TNF cuts rank No. 2 in nation
When you add up all the timber cut last year on the Tahoe National Forest, it ranks second place among America’s 150-odd national forests.
A total of 87 million board feet of timber was cut, including 50 million board feet of “saw timber” – enough to build about 4,500 1,900-square-foot homes. Another 34 million was cut for “biomass,” or power plant fuel.
The balance included such things as 1.8 million board feet of firewood cut by homeowners and 1.4 million board feet of Christmas trees.

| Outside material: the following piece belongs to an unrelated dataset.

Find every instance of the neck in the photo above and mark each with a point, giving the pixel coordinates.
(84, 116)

An environmentalist, a top TNF official and a timber industry representative had different takes on what the timber harvest numbers meant.
“This is one of the most famous national forests in the country, and they’re basically treating it like a fiber farm,” criticized Chad Hanson, a Chicago Park environmentalist who is on the Sierra Club’s national board of directors.
“That’s a lot of logging. Especially in this day and age,” said Hanson, who brought the timber harvest numbers to The Union’s attention. “These are mature and old-growth trees.”
TNF Supervisor Steve Eubanks said the 87 million board feet “in itself doesn’t mean anything.”
He pointed out that TNF only sold 28 million board feet of timber last year. The reason that more was cut is that, following a timber sale, timber companies can wait up to three years to log. So last year’s timber harvest totals included sales from previous years, he said.
“We haven’t sold that much for a while,” Eubanks said, adding, “Even if we were selling 87 million board feet a year, that’s technically sustainable.”
Eubanks said that the 34 million board feet of biomass included slash – tree tops and limbs – taken away during logging to reduce fire danger.
“We’re doing exactly what (critics) say they want us to do,” by removing that biomass, Eubanks said.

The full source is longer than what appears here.